I know some folks here condition and I know poodles are supposed to have a coarse coat, how coarse I'm not sure my poodles have always been floofy


----------



## Simply_Samantha (Dec 11, 2014)

She's almost 15 months, and the coarseness is only the fur on her back, the fur that's changing colour. Just struck me as kind of odd....


----------



## twyla (Apr 28, 2010)

Mika is probably fading, most brown don't hold their color they lighten up. Poodles are supposed to have a beautiful dense, curly, and harsh textured coat. 

My Beatrice, who is a brown, is lightening


----------



## CharismaticMillie (Jun 16, 2010)

Those are called guard hairs. It sounds like she is grizzling out. It is normal for an adult standard poodle to develop coarse guard hairs along the back.
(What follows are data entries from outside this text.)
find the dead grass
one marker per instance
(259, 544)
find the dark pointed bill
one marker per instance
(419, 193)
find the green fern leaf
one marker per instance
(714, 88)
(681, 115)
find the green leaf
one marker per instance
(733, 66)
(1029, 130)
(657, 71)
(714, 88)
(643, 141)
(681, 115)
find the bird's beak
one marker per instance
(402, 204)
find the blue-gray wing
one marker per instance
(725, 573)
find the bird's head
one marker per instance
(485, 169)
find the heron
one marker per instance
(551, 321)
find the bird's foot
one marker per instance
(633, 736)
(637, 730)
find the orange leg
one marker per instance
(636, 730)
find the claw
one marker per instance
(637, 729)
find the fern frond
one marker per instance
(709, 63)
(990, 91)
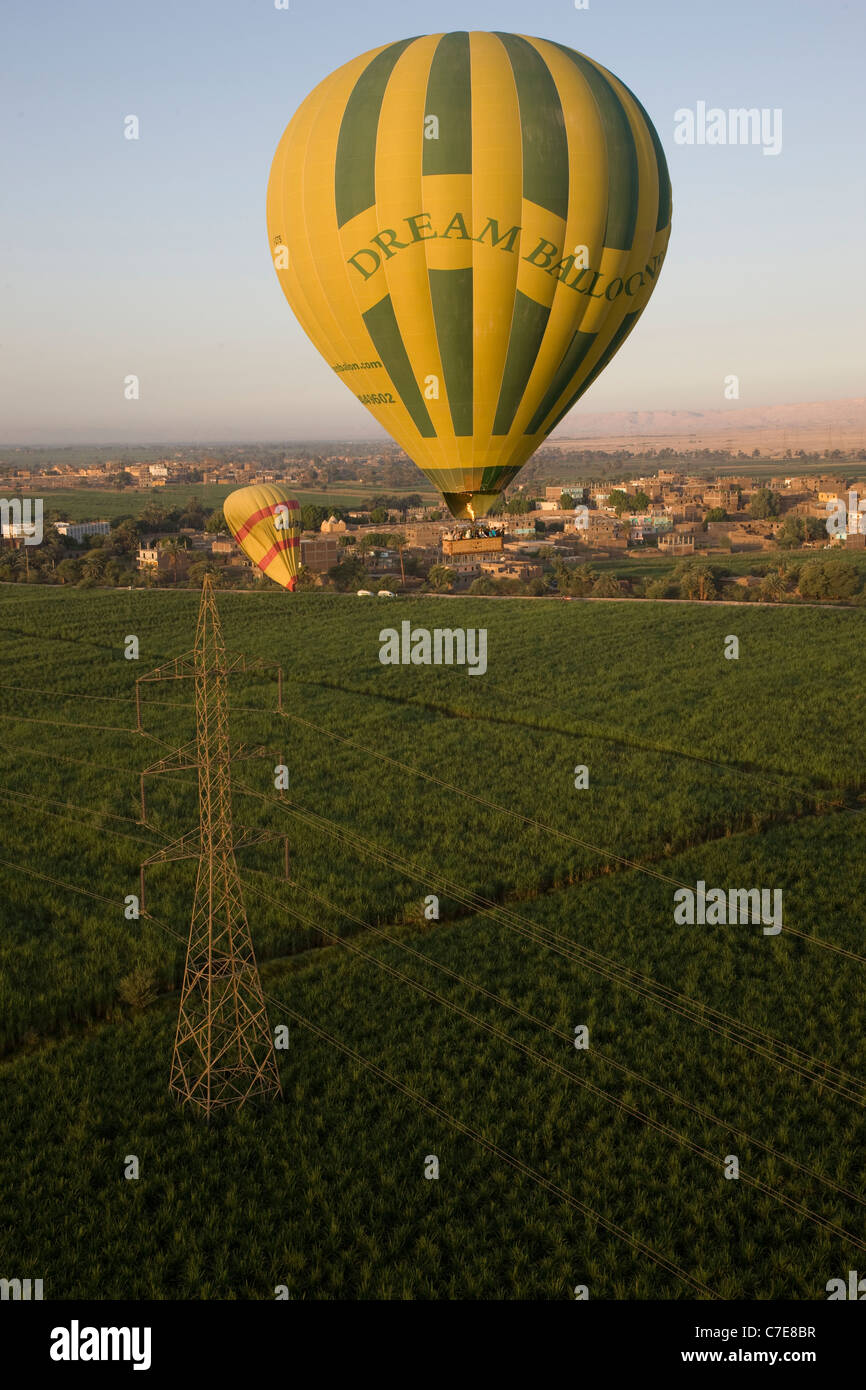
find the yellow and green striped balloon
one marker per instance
(467, 227)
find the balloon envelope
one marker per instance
(467, 227)
(266, 523)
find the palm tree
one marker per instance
(399, 541)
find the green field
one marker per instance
(556, 911)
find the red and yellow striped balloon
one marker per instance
(266, 523)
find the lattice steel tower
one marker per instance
(224, 1048)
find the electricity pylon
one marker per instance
(224, 1048)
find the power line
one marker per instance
(515, 1009)
(428, 1105)
(570, 1076)
(645, 986)
(594, 1052)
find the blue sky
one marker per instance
(152, 256)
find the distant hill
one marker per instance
(811, 426)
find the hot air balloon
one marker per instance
(469, 225)
(266, 523)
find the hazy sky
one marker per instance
(152, 256)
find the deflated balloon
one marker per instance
(467, 227)
(266, 523)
And in many cases in blacks and browns they will be white/gray in color.

When she is clipped, the guard hairs will clip away to the length of the rest of the coat, but the guard hairs will always grow longer than the rest of the coat again after a few weeks.


----------



## Poodlebeguiled (May 27, 2013)

You'll have fun watching your brown Poodle change. I really wanted the brown Poodle in Matisse's litter but he was spoken for. I think it would be fun to see the change and cool to come out looking like CM's Millie. She's gorgeous. This brown Poodle my breeder had has not changed but retained that deep, rich, dark brown. But I'm glad I have my widdle Matisse. He's gorgeous and such a joy. They were right when they told me (here) that color doesn't matter that much once you fall in love. And they were right. Anyhow, have fun seeing what your puppy does in the color department. 

I'm glad we have CM here because she's really knowledgeable about these things. I didn't know anything about guard hairs...heard the term but really didn't know what they did. My dogs, both 18 months, maybe older...(I've been saying 18 months for months, I think. lol) don't show any different hair on their backs. Maurice is black but has some silver hair on various areas of his body...inside the legs, bum, underneath but not on his back. Not quite a tuxedo or any particular named thing...but some time I'll post a picture. Matisse is all white. And their hair is fairly soft. Maybe they're still pretty young. They _are_ described as having course hair so in time, they will probably get courser. I think this show coat I have on Matisse keeps his hair soft because it's so long. (?) Anyhow, fret not. Course hair is in. Guard hairs are in. Café is totally cool and so is silver beige.


----------



## Simply_Samantha (Dec 11, 2014)

For sure! Of course I love her to pieces no matter what, I was more curious than anything. Mika was a rescue, so I have no history of her lineage so it's all surprises!


----------